The field of de novo protein design has experienced significant progress in recent years, particularly with the advent of deep learning techniques. These innovations have enhanced our ability to create custom-designed proteins for diverse applications, ranging from therapeutics to novel materials. However, despite these notable improvements, the functionality of computationally designed proteins often remains inferior to their naturally occurring counterparts or those developed through conventional expert-driven methodologies.
To address this problem, we introduce a design-build-test-learn (DBTL) cycle framework tailored for the development of proteins with enhanced functionality. The framework consists of two main phases: an initial pre-DBTL phase and an iterative DBTL cycle phase. In the pre-DBTL phase, we employ a combination of two deep learning-based protein design methods, specifically RFdiffusion and ProteinMPNN, to generate a diverse pool of potential functional proteins. To further enrich the diversity of the pool, we implement a combinatorial assembly strategy, which allows for the exploration of a broader sequence space.
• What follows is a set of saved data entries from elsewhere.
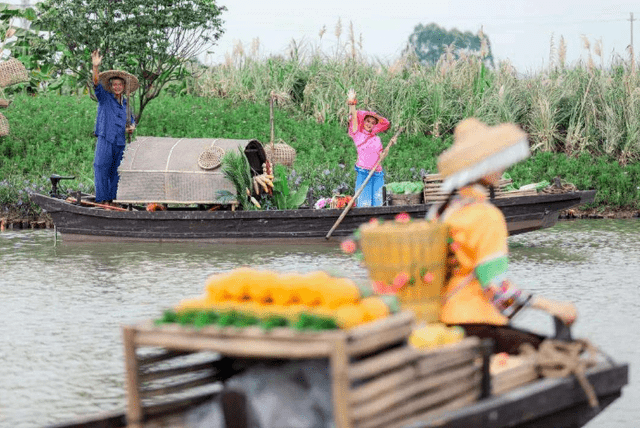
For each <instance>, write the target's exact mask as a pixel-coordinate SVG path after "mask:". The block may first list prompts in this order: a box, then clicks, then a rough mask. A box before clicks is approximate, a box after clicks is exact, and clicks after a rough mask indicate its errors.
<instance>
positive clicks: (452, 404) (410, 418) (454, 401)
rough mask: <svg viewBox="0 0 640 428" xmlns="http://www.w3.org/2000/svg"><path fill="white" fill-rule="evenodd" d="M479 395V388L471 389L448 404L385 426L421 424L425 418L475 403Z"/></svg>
mask: <svg viewBox="0 0 640 428" xmlns="http://www.w3.org/2000/svg"><path fill="white" fill-rule="evenodd" d="M479 396H480V391H479V390H478V389H472V390H471V391H469V392H466V393H463V394H462V395H460V396H458V397H457V398H454V399H453V400H451V401H448V402H447V403H446V404H443V405H441V406H437V407H435V408H433V409H430V410H427V411H426V412H421V413H417V414H414V415H412V416H409V417H406V418H402V421H401V422H395V423H390V424H388V425H386V426H385V428H406V427H407V426H408V425H410V424H419V423H420V422H421V421H423V420H424V419H425V418H433V417H434V416H437V415H441V414H443V413H445V412H450V411H453V410H457V409H460V408H462V407H464V406H467V405H469V404H471V403H475V402H476V401H478V398H479Z"/></svg>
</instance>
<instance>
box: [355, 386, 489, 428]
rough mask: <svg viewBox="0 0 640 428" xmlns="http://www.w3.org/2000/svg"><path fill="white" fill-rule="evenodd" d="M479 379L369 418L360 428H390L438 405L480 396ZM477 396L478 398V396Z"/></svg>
mask: <svg viewBox="0 0 640 428" xmlns="http://www.w3.org/2000/svg"><path fill="white" fill-rule="evenodd" d="M479 383H480V382H479V381H478V380H477V379H474V378H473V377H472V378H469V379H466V380H464V381H459V382H455V383H450V384H447V385H445V386H443V387H442V388H439V389H438V390H437V391H434V392H433V393H431V394H426V395H421V396H418V397H415V398H412V399H408V400H406V401H403V402H402V403H400V404H398V405H397V406H394V407H393V408H391V409H388V410H387V411H385V412H384V413H380V414H377V415H375V416H373V415H372V416H369V417H368V418H366V419H363V420H361V421H359V422H358V426H359V427H360V428H373V427H378V426H385V427H386V426H388V425H389V424H391V423H393V422H395V423H401V422H404V419H405V418H407V417H409V416H412V415H414V414H416V413H419V412H424V411H426V410H436V409H437V406H438V405H444V404H446V403H447V402H448V401H449V400H454V399H456V398H458V397H459V396H461V395H467V394H469V393H475V394H478V395H479V394H480V386H479ZM478 395H476V396H478Z"/></svg>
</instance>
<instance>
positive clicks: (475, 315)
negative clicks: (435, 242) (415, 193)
mask: <svg viewBox="0 0 640 428" xmlns="http://www.w3.org/2000/svg"><path fill="white" fill-rule="evenodd" d="M482 190H483V188H482V187H481V186H467V187H463V188H461V189H460V190H459V192H458V193H459V195H458V196H456V197H455V198H454V199H453V200H452V202H451V204H450V205H449V207H447V209H446V210H445V211H444V213H443V214H442V217H441V221H444V222H445V223H446V224H447V225H448V226H449V231H450V232H449V233H450V236H451V239H452V242H451V245H450V247H451V250H452V252H453V253H454V256H455V259H456V264H455V265H454V268H453V272H452V277H451V279H450V280H449V282H448V284H447V285H446V286H445V287H444V289H443V292H442V302H443V306H442V310H441V314H440V321H442V322H443V323H446V324H476V323H477V324H493V325H506V324H507V323H508V321H509V320H508V318H507V317H506V316H505V315H503V314H502V313H501V312H500V310H498V309H497V308H496V306H495V305H494V304H493V303H492V300H491V299H490V296H489V295H488V294H487V291H485V290H484V289H483V287H482V285H481V284H480V281H479V280H478V278H477V275H476V272H475V269H476V268H477V267H478V266H480V265H481V264H483V263H485V262H486V261H490V260H494V259H504V258H505V257H506V256H507V253H508V246H507V236H508V232H507V223H506V221H505V219H504V216H503V215H502V212H501V211H500V210H499V209H498V208H496V207H495V206H494V205H493V204H491V203H490V202H489V201H488V200H487V197H486V196H485V195H484V193H483V192H482Z"/></svg>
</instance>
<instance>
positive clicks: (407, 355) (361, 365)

Following the initial phase, highly functional proteins in the candidate pool are identified through the DBTL cycles, which comprise three key components: in silico evaluation, deep learning-based prediction, and multi-objective Bayesian optimization. During the in silico evaluation, we utilize MD simulations and MM/GBSA to assess protein characteristics, including binding free energies and structural stabilities. The results of the evaluation are then used to train an ensemble of neural networks. This ensemble model can be used not only to predict protein functionalities, but also to infer the uncertainty of the prediction, directly from amino acid sequences. Using the trained ensemble model as a surrogate model, we implement a multi-objective Bayesian optimization algorithm to propose promising protein candidates for subsequent rounds of evaluation.
To validate our framework, we applied it to the design of inhibitors targeting BCAT1, a key enzyme implicated in cancer cell metabolism. Our results demonstrate the efficacy of the pre-DBTL phase in generating proteins capable of inhibiting cancer cell proliferation. Furthermore, through the iterative DBTL cycle, we were able to identify proteins with substantially enhanced inhibitory effects, showcasing the power of our approach in optimizing protein functionality.
This study represents a significant advancement in the field of computational protein design. By integrating deep learning-driven design with iterative optimization and in silico evaluation, our framework offers a powerful tool for the development of highly functional proteins. The versatility of our platform opens up new avenues for the development of custom-designed proteins across a wide spectrum of applications, from enzyme engineering for industrial biotechnology to the creation of novel biomaterials.